Alex Wilkie · A walk on the tame side
"That the foundations of topology are inadequate is manifest from the very
beginning, in the form of “false problems” (at least from the point of
view of the topological intuition of shapes) such as the “invariance of
domains”, even if the solution to this problem by Brouwer led him to
introduce new geometrical ideas. Even now, just as in the heroic times
when one anxiously witnessed for the first time curves cheerfully filling
squares and cubes, when one tries to do topological geometry in the
technical context of topological spaces, one is confronted at each step
with spurious difficulties related to wild phenomena." (Alexandre
Grothendieck, Sketch of a Programme, 1984.)
My first aim in this talk is to describe how model theorists have come up with a possible answer to the problem, implicitly posed here by Grothendieck, of creating a "tame" topology. The criteria we use are as follows.
- It should be a framework that is flexible enough to carry out many geometrical and topological constructions on real functions and on subsets of real euclidean spaces.
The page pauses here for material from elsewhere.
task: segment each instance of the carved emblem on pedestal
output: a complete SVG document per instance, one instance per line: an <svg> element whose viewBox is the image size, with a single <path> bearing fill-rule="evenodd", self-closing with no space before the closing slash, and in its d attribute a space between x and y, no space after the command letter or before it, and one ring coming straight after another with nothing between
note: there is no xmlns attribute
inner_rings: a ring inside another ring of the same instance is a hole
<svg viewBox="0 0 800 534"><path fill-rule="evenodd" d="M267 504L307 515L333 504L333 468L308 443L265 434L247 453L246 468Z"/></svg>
- But at the same time it should have built in restrictions so that we are a priori guaranteed that pathological phenomena can never arise. In particular, there should be a meaningful notion of dimension for all sets under consideration and any that can be constructed from these by use of the operations allowed under (A).
- One must be able to prove finiteness theorems that are uniform over parameterised collections.
My second aim is to discuss some technical results illustrating the delicate dividing line between theories maintaining a semblance of (A), (B) and (C), and those that are thinly disguised forms of fully blown set theory.
Dan Isaacson · Valedictory lecture: Philosophy of mathematics in Oxford
Philosophy of mathematics has been an established subject in Oxford University since 1946, when Friedrich Waismann was appointed Lecturer in the Philosophy of Science and Mathematics. In 1948 Waismann was made Senior Lecturer in the Philosophy of Mathematics, and in 1950 Reader in the Philosophy of Mathematics, a post he held until 1955. Hao Wang succeeded Waismann as Reader in the Philosophy of Mathematics, from 1956 to 1961, and Michael Dummett held this post in succession to Wang, from 1962 to 1974. I was appointed University Lecturer in the Philosophy of Mathematics in 1975. In this lecture I will pay tribute to my predecessors.